No Boundaries: A Symposium on the Role of Arts and Culture Tweet
posted on: 30 September 2015, posted by: Oliver, Unlimited Team
No Boundaries is the industry conference for the Arts, museums and libraries, with a focus on presenting questions and challenging new ideas on the role of arts and culture, finding positive approaches to influence change and supporting the sector’s growth in a world of unknowns. 450 delegates from across the Arts and culture sector will attend No Boundaries with an array of national and international contributors who speak to five themes relevant to issues facing the industry: Can we exercise freedom of expression? Are we nurturing tomorrow’s talent? How does the money flow? Can we do things differently? What does success look like?
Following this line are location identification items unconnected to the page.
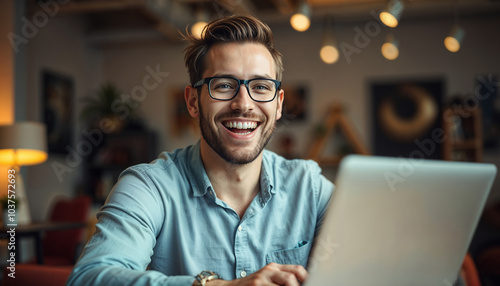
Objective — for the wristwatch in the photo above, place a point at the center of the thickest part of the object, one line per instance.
(205, 276)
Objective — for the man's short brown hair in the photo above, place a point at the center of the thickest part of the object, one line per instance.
(233, 29)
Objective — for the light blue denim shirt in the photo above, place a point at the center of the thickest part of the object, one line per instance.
(166, 217)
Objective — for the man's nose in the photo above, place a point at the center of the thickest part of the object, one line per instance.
(242, 101)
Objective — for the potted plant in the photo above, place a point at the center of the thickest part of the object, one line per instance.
(106, 107)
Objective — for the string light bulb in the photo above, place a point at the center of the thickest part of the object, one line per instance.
(453, 41)
(392, 13)
(329, 52)
(300, 20)
(390, 49)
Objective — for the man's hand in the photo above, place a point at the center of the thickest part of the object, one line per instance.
(271, 274)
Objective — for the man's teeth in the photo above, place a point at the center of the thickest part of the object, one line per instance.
(241, 125)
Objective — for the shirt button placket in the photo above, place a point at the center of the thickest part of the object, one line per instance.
(241, 249)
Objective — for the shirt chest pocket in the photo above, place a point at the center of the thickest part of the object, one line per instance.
(297, 256)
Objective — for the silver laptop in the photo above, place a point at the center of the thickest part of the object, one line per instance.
(395, 221)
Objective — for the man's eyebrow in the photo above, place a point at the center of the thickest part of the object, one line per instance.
(251, 77)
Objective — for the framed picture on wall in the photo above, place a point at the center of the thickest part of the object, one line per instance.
(57, 104)
(406, 118)
(295, 103)
(182, 120)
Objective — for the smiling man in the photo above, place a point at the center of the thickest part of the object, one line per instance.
(224, 211)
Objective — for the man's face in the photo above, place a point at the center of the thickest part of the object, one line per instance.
(238, 129)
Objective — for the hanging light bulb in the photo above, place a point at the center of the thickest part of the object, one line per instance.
(390, 49)
(300, 20)
(392, 13)
(201, 21)
(329, 52)
(454, 40)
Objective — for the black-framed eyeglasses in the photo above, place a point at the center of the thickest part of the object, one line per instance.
(226, 88)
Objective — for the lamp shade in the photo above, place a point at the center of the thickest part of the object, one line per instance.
(23, 143)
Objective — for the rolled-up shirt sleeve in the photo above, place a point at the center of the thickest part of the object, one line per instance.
(121, 249)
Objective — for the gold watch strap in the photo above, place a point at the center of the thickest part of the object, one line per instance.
(206, 276)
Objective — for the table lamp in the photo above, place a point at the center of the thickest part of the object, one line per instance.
(22, 144)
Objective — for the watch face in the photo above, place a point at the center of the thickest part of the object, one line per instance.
(205, 276)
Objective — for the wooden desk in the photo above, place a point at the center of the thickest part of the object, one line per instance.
(36, 231)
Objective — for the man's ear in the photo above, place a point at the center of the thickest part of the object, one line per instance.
(191, 97)
(281, 97)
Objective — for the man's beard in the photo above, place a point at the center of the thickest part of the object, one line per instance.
(214, 140)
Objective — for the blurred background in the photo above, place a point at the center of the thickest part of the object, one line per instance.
(107, 79)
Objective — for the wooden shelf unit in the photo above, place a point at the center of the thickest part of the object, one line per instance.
(335, 117)
(463, 139)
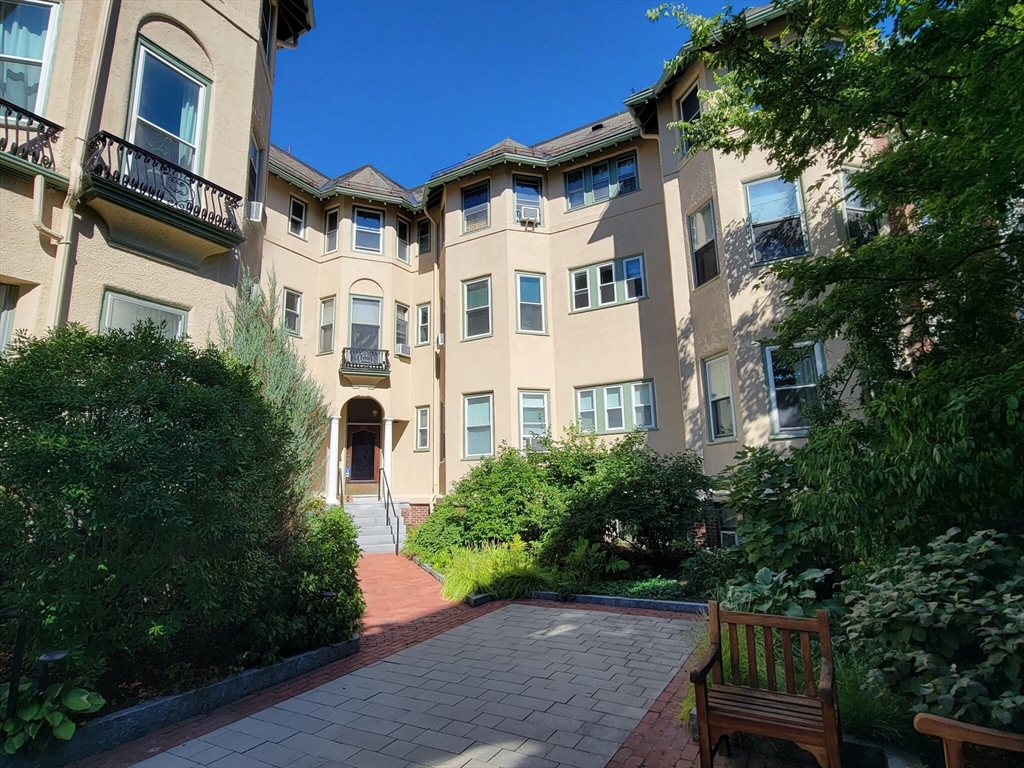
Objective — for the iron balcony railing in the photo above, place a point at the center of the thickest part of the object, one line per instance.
(27, 135)
(366, 360)
(132, 167)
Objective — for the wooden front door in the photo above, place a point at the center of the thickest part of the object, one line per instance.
(364, 454)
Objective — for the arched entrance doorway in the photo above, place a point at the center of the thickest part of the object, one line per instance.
(363, 446)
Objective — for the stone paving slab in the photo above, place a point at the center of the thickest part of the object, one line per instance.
(520, 687)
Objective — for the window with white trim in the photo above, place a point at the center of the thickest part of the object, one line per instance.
(775, 219)
(718, 396)
(532, 420)
(404, 229)
(422, 324)
(601, 181)
(332, 220)
(529, 294)
(167, 113)
(793, 385)
(423, 428)
(297, 217)
(368, 230)
(704, 244)
(293, 311)
(26, 51)
(689, 110)
(476, 300)
(326, 339)
(476, 207)
(122, 311)
(527, 198)
(478, 414)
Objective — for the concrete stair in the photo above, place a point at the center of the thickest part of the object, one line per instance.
(376, 537)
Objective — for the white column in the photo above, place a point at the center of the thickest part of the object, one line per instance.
(386, 463)
(332, 462)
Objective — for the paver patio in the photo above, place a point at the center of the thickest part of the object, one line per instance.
(523, 686)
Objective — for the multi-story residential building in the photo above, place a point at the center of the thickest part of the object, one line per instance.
(606, 276)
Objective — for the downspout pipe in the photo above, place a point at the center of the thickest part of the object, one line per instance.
(59, 287)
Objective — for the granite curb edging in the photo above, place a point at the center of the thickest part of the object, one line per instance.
(127, 725)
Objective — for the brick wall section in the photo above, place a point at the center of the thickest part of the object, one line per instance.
(416, 514)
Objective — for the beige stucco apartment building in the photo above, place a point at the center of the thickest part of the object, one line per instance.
(602, 278)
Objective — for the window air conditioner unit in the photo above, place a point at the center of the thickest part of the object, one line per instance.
(529, 214)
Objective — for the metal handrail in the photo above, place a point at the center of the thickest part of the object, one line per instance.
(384, 495)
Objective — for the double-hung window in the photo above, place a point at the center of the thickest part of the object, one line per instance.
(530, 303)
(479, 425)
(326, 341)
(602, 180)
(476, 300)
(793, 385)
(476, 207)
(121, 311)
(704, 245)
(401, 330)
(293, 311)
(167, 115)
(422, 324)
(365, 324)
(527, 199)
(775, 214)
(26, 49)
(368, 230)
(297, 217)
(689, 111)
(404, 232)
(532, 420)
(423, 236)
(718, 394)
(423, 428)
(331, 221)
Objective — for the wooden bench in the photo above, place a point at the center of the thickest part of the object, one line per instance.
(806, 714)
(954, 735)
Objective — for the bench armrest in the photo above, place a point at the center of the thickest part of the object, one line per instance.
(826, 684)
(699, 675)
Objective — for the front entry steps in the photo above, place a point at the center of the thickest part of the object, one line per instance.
(376, 537)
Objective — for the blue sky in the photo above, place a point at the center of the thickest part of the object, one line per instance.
(414, 86)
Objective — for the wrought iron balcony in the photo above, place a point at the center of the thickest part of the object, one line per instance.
(118, 162)
(26, 135)
(373, 361)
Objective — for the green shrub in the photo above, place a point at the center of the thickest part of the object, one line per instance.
(707, 569)
(946, 628)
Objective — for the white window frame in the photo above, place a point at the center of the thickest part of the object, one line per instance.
(46, 62)
(329, 231)
(818, 354)
(327, 301)
(581, 412)
(112, 296)
(710, 402)
(402, 247)
(356, 210)
(293, 219)
(465, 308)
(422, 325)
(133, 117)
(422, 428)
(621, 407)
(489, 397)
(524, 441)
(519, 302)
(485, 183)
(297, 312)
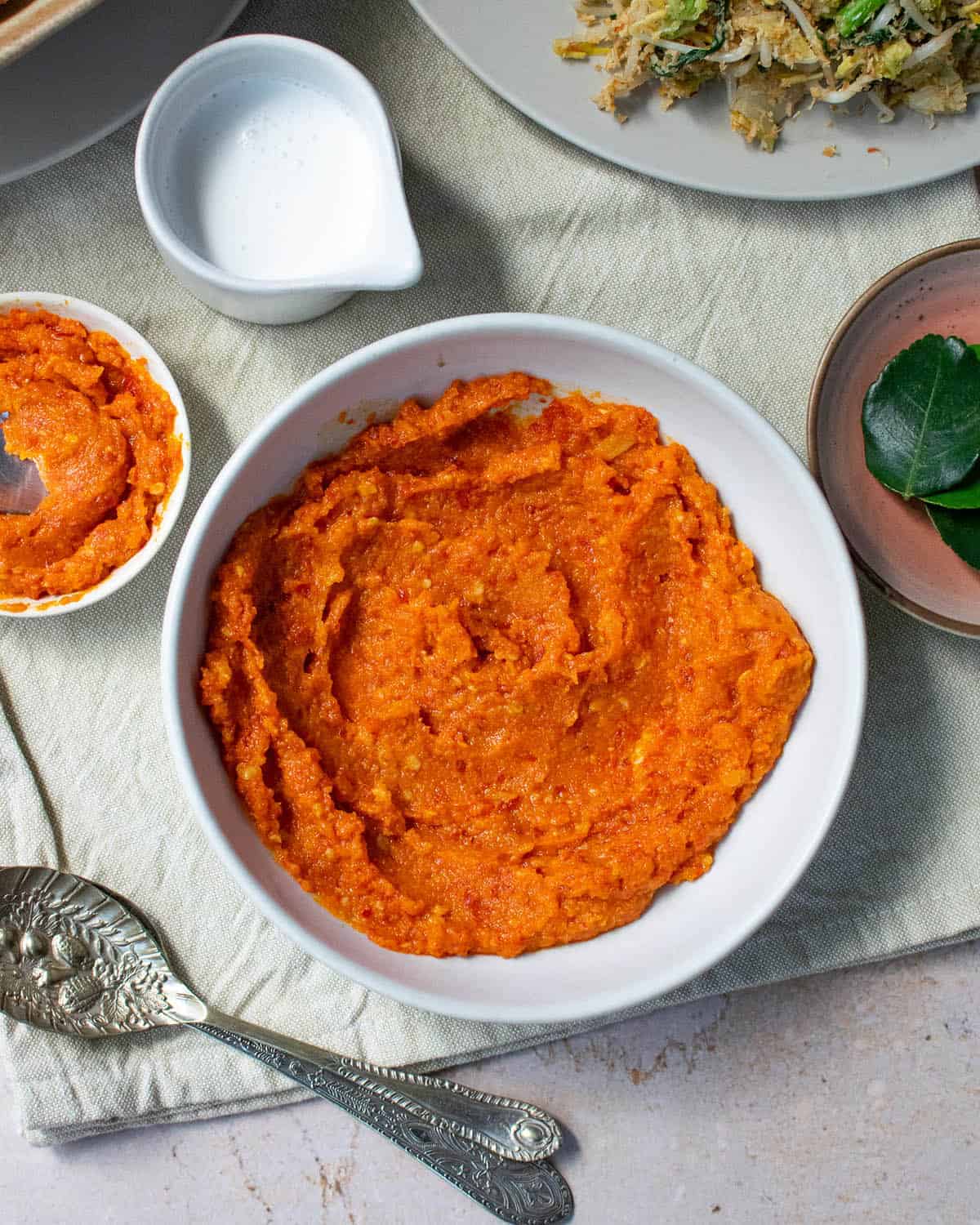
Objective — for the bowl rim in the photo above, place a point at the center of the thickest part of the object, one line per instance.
(570, 1009)
(147, 171)
(920, 612)
(122, 332)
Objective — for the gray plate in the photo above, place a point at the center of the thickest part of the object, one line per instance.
(93, 75)
(509, 44)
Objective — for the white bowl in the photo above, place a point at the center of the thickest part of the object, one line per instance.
(271, 181)
(98, 320)
(778, 511)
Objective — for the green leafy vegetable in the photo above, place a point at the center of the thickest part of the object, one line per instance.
(960, 531)
(921, 416)
(855, 14)
(659, 69)
(680, 14)
(964, 497)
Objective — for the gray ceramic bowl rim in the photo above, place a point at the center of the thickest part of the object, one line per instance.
(965, 629)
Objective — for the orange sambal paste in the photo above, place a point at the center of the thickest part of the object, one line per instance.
(102, 434)
(487, 683)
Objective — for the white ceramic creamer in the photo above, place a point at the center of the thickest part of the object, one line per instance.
(270, 179)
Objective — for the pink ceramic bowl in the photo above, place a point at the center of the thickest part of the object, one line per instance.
(892, 541)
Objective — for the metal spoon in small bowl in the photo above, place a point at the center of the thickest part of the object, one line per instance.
(21, 488)
(76, 960)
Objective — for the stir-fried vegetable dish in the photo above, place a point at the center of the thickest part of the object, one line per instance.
(777, 56)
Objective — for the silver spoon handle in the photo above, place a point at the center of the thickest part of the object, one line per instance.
(463, 1147)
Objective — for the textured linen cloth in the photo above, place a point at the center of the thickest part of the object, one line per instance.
(510, 218)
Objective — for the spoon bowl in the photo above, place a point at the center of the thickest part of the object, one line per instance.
(78, 960)
(21, 488)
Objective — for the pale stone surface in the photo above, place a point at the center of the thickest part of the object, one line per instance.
(850, 1097)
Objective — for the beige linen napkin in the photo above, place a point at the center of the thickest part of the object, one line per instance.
(510, 218)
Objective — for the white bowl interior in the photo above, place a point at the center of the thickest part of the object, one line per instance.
(98, 320)
(778, 512)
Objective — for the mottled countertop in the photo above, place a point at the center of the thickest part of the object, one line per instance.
(850, 1097)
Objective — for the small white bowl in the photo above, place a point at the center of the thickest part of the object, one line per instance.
(98, 320)
(778, 511)
(271, 181)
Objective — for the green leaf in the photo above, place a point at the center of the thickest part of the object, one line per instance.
(964, 497)
(680, 14)
(960, 531)
(671, 68)
(921, 416)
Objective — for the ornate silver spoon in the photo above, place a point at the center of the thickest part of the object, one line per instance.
(76, 960)
(21, 488)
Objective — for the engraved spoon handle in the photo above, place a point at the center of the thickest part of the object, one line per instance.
(399, 1107)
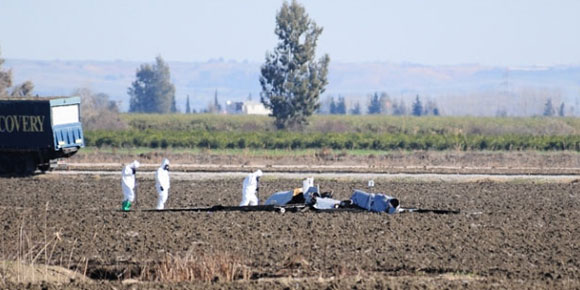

Jo Verrent, Senior Producer for Unlimited, contributes to this year’s No Boundaries Symposium – Catch the video here
Before I start on what I do differently, I want to explain why. Why do I think there is a need to radically change the way in which we make, fund, develop and deliver the arts in the UK?
I feel that the arts ‘industry’ is in a loop making work that appeals only to itself. Work that is made for and by the same type of people, with the same kinds of tastes. Work that excludes pretty much anyone outside of that mould, that is shown in spaces and forms that exclude pretty much anyone outside of that mould, in an industry that has systemically excluded anyone outside of that mould for years. And we wonder why ‘new audiences’ are so hard to come by?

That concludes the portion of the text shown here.